# Can you "overfeed" a steer??



## Beeman (Dec 29, 2002)

I know this sounds like a dumb question. Can you overfeed a steer if you feed them commercial feed or things like cornstalks?


----------



## agmantoo (May 23, 2003)

Yes, cattle can overeat. You may want to read this
http://beef.osu.edu/library/feedlot/ch10.html


----------



## arabian knight (Dec 19, 2005)

Well Once they have been fed up to a large amount I have found they can be put on what I call Total Feed OR Grain in front of them 24/7 I use a Huge Tub that holds over 100 pounds of grain and just let my steer eat as much as he wants too. And have never had a problem over the last 20+ years with doing this with one steer at a time. 
I have when raising horses have done the same thing put them also once built up to it on Total feed grain in front of them 24/7.
And I have yet to have one over eating problem like I said in way over 20 years more like 30 years at doing this.
But i sure have done this in every steer I have raised in the past 15 years Total Feed grain in front of them 24/7 When it gets low just dump in another 100 pound bag and let em eat that as much as they will.
AND Even at that I see them out eating grass and hay etc.~~!
And at that they are ready to butcher at around 15 months old where I get 400+ pounds of meat to put in my freezer.
Years ago I was raising Holstein steers on a program called ""TenderLean""
Where NO HAY only this Palletized Feed mixture along with corn. At the Start it was 10 to 1 Mixture meaning 10 parts TenderLean with 1 part of corn and at the end of 10 months you were feeding 10 Parts of Corn to One Part of tenderLEAN and a Holstein would Gain within ONE year to over 1200 pounds. I never waited that long but went up t 10 months old and at around 900 pounds and Put OVER 600 Pounds of meat in my freezer!!!!!!
So this Program AGAIN was a Steer Put on TOTAL Feed 24/7 -- 365 ~!
With NO HAY ONLY this Palletized Feed and Corn~!. But ALL they Could Eat always a FULL tub of this mixture in front of them~!
So here is another program of gee I have never heard of a steer eating all they can get and having any problems.


----------



## randiliana (Feb 22, 2008)

Well, all I can say is that you have been lucky. But, overeating/overfeeding is more likely to happen when you are changing feeds. You have to be cautious when changing or increasing the amount of feed you are feeding.
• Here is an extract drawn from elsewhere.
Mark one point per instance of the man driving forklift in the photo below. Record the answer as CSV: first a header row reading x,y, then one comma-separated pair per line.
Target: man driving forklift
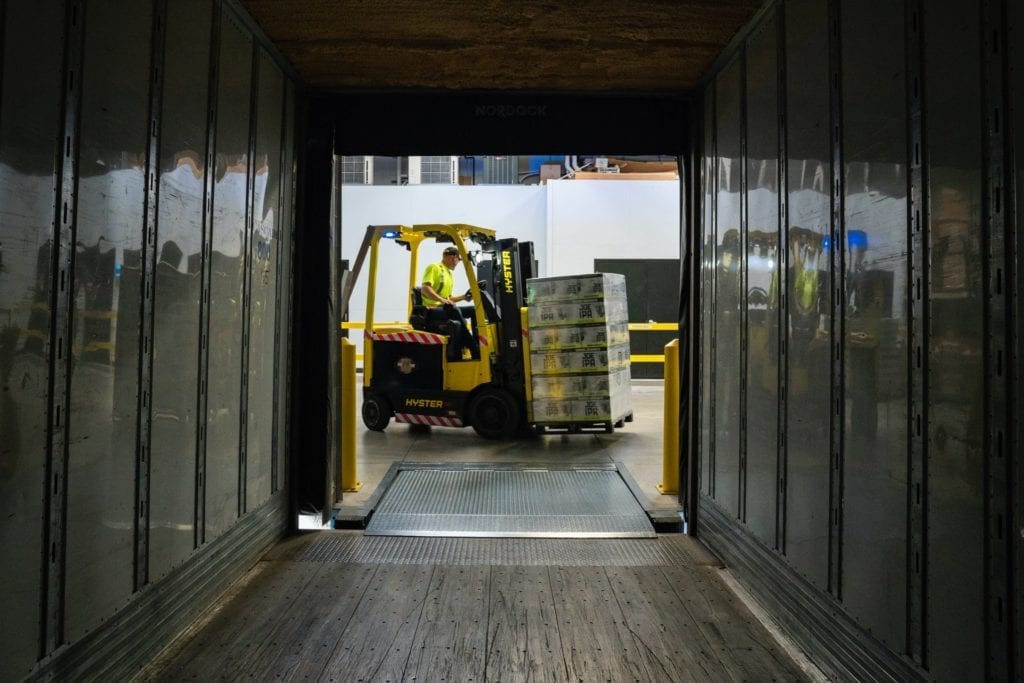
x,y
435,291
You can end up with acidosis pretty easy, or bloat.


----------



## Beeman (Dec 29, 2002)

What about feeding cornstalks as I take the garden down? Any limitations on things like cornstalks? I'm guessing free feeding most any hay besides alfalfa is OK.


----------



## agmantoo (May 23, 2003)

Just use the 3% rule and give the animal 3% of its weight in corn stalks. If I am putting the herd on different pasture I get them ready for the change in diet by filling them up on what they were eating so that they cannot overeat on the new forage. I make a gradual transition especially to plants that are known for bloating such as clovers or sorghums.


----------



## randiliana (Feb 22, 2008)

The best way to change over is gradually. Although things like cornstalks are less likely to cause a big problem. They are pretty high in fibre, and not so high in energy. It is usually the lower fibre or higher energy feeds that cause problems.


----------